For the first time since he’d learned of the Nazi’s presence in Stalingrad, Zaitsev felt his forest instincts open up. The whispering voices of his father and grandfather and of the ancestors who’d won their lives in the taiga had been silent until he’d come to sit in this place, which he knew Thorvald was watching. The voices had been waiting for clues, familiarities, keys to unlock his deeper knowledge. Thorvald was a prey he’d not hunted before, and the voices had kept their silence.
But now, with Thorvald finally within range, with the evidence of Morozov’s death and Shaikin’s dying fresh in the winter-hard dirt near him, Zaitsev’s intuitions came alive. Thorvald was a man, certainly, and the Hare had hunted hundreds of them by now. But the Headmaster possessed powers of no man he’d ever faced. This Nazi could shoot marvelously. He could carve a face with bullets in a stuffed dummy in seconds, firing his single weapon as if he were two men. His abilities with distance must be uncanny. He’d killed both Morozov and Baugderis, putting bullets through their telescopic sights while Kulikov and Shaikin, two of the most experienced hares, had watched from beside the victims, then were themselves hit. He knows the battlefield. He’s been traced to Mamayev Kurgan, then to the Red October, and now here to this park in the city center.
Thorvald is bold. He crawled into Kulikov’s trench to take his rifle. He’s twisted, perhaps even rabid. He shoots anything, wasting bullets on dummies and nurses. He’s cruel. He’s smart. And like any other man of flesh and blood, he’s surely scared to be in Stalingrad.
The Headmaster is focused, with only one task: to catch me. He’s like a mad timber wolf that no longer eats or drinks but only kills. Everything the beast does is directed toward that lone goal. That’s a weakness. It can betray him.
Zaitsev stood slowly to look over the square one last time for the evening. The light had decayed, and now the shadows seeped into the ground. It was time to leave. Zaitsev shouldered his sniper rifle, then bent to pick up the periscope. On the trench floor at his hand, somehow darker than the falling night, was the blood mark of Morozov.
He said to the blood, “I’ll be back in the morning.”
* * *
TWO HOURS LATER, ZAITSEV WALKED INTO THE SNIPERS’ bunker.

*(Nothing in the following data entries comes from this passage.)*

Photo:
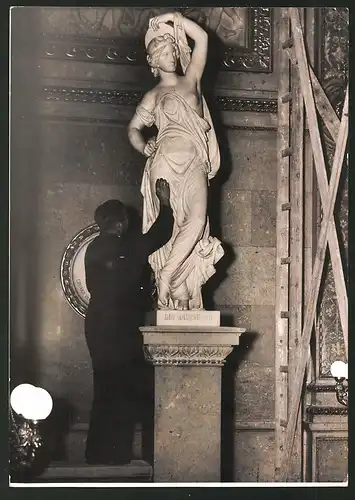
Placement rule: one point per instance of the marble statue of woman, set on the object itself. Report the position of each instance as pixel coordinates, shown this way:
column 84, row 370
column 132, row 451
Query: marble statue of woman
column 185, row 153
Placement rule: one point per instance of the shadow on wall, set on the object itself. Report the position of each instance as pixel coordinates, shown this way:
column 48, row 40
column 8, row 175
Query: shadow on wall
column 229, row 371
column 24, row 190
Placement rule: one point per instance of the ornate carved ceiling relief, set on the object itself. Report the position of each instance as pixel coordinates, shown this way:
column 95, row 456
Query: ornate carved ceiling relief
column 334, row 67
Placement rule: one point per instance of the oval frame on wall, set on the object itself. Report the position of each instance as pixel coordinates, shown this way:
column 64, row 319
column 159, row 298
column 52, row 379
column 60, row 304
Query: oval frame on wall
column 72, row 270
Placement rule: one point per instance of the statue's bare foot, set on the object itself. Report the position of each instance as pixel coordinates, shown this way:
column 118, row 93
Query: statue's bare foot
column 182, row 305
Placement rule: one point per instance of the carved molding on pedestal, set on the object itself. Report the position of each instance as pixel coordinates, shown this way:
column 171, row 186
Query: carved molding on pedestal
column 129, row 97
column 186, row 355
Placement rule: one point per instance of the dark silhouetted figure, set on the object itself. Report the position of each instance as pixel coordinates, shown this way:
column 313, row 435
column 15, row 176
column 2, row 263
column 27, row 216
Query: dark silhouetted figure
column 114, row 263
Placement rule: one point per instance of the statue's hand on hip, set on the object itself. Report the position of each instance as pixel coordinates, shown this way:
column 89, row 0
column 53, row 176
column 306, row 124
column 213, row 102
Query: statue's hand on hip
column 150, row 147
column 163, row 294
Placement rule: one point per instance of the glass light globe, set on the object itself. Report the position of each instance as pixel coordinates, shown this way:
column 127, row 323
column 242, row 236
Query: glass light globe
column 22, row 398
column 41, row 405
column 339, row 369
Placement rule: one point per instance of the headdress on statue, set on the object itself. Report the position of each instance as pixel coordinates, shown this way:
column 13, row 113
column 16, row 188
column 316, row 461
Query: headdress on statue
column 164, row 29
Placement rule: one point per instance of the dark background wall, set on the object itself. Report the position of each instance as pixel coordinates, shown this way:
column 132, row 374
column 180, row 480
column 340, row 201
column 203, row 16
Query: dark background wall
column 74, row 88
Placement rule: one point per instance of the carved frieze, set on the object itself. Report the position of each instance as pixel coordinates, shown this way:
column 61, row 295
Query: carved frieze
column 183, row 355
column 115, row 35
column 132, row 98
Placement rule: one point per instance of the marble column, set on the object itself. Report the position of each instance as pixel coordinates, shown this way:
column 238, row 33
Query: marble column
column 187, row 421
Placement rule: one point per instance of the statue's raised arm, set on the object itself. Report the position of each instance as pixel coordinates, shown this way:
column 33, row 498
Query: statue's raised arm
column 196, row 65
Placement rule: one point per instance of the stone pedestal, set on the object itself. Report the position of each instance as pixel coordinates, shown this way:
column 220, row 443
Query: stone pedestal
column 187, row 421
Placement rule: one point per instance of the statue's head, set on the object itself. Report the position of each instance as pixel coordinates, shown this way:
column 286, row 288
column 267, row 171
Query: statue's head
column 112, row 217
column 162, row 49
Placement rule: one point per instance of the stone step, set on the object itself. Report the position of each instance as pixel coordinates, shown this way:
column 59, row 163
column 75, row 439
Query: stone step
column 75, row 441
column 138, row 471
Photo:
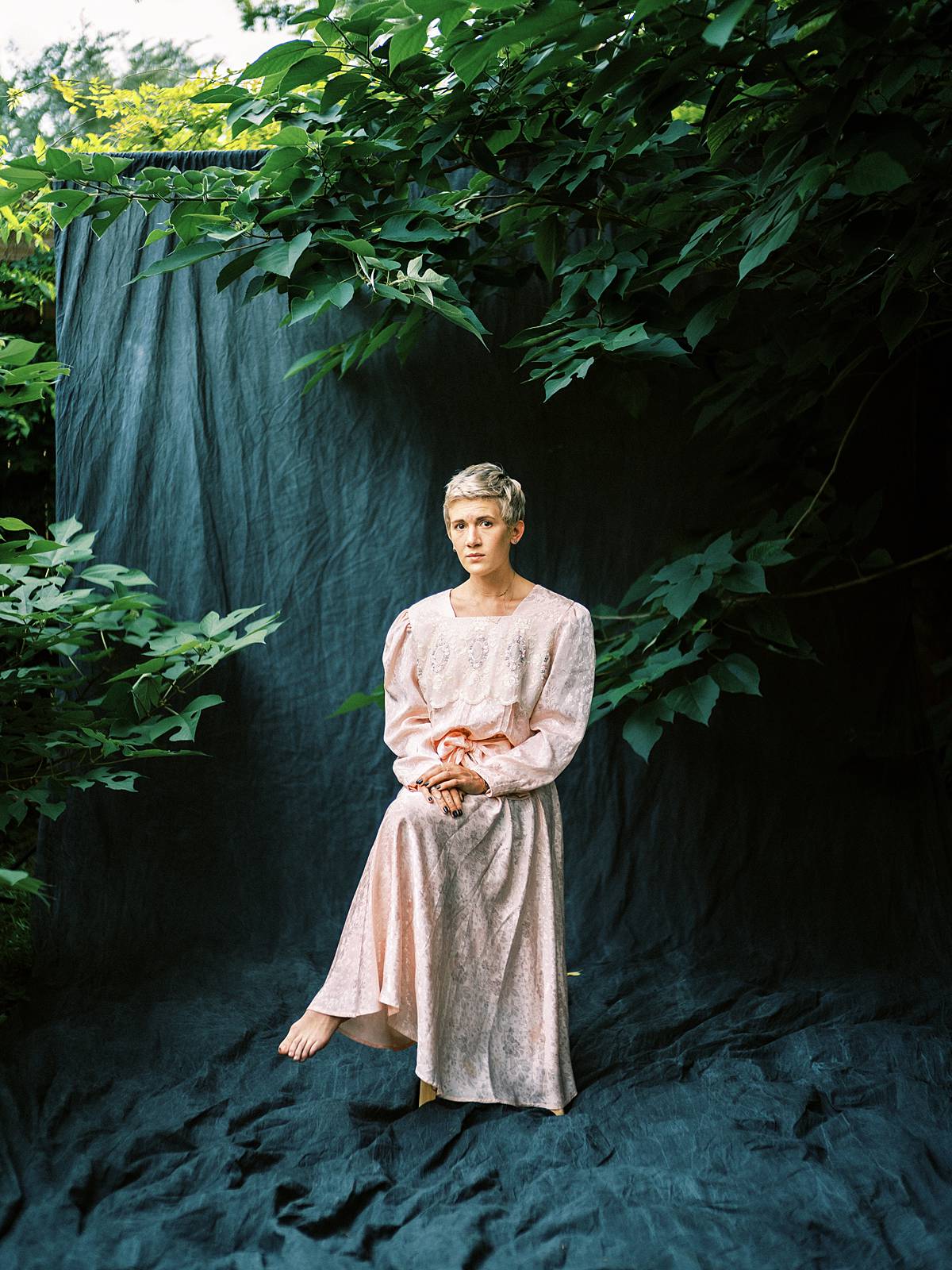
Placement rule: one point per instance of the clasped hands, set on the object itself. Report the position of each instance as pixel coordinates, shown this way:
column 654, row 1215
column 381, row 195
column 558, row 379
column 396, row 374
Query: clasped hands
column 444, row 784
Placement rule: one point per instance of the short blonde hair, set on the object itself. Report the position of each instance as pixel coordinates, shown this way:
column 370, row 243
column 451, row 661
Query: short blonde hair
column 486, row 480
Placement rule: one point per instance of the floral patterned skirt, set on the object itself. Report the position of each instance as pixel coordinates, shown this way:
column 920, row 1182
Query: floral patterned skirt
column 455, row 940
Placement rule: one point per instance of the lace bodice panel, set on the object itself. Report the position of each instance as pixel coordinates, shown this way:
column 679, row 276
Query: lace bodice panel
column 524, row 681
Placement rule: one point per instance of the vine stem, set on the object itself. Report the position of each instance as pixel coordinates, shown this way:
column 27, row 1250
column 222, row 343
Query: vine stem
column 858, row 412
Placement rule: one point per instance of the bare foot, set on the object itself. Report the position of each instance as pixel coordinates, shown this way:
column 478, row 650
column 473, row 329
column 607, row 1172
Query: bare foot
column 311, row 1033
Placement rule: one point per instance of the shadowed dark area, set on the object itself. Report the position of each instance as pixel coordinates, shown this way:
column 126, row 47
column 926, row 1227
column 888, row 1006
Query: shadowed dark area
column 759, row 918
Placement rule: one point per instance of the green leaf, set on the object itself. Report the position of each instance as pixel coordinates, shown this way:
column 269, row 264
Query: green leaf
column 695, row 700
column 277, row 60
column 876, row 173
column 746, row 577
column 643, row 730
column 766, row 247
column 18, row 352
column 282, row 257
column 738, row 673
column 292, row 135
column 190, row 253
column 67, row 205
column 406, row 41
column 901, row 314
column 546, row 244
column 721, row 29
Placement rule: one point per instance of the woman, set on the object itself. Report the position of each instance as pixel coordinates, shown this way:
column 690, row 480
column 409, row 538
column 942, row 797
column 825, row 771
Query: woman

Kulikov stood.
“Vasha.”
“Nikolay!” Zaitsev hugged his friend. He kissed him on each cheek, then held him at arms’ length. “You’re back. How are you? How’s the head?”
Kulikov tilted his brow to let Zaitsev examine the bandage wrapped above his ears.
Zaitsev poked his finger tenderly over where he knew the stitches were. “Well,” the Hare said with a smile, “it’s still attached. That’s better than some.”
Kulikov’s grin faded. In the moment of jocularity, Zaitsev had forgotten Baugderis. He thought now of the smashed face and of Morozov and Shaikin. And others.
“I’m well,” Kulikov said. “They shook me out of bed this afternoon. I heard what happened to Ilya and Morozov.”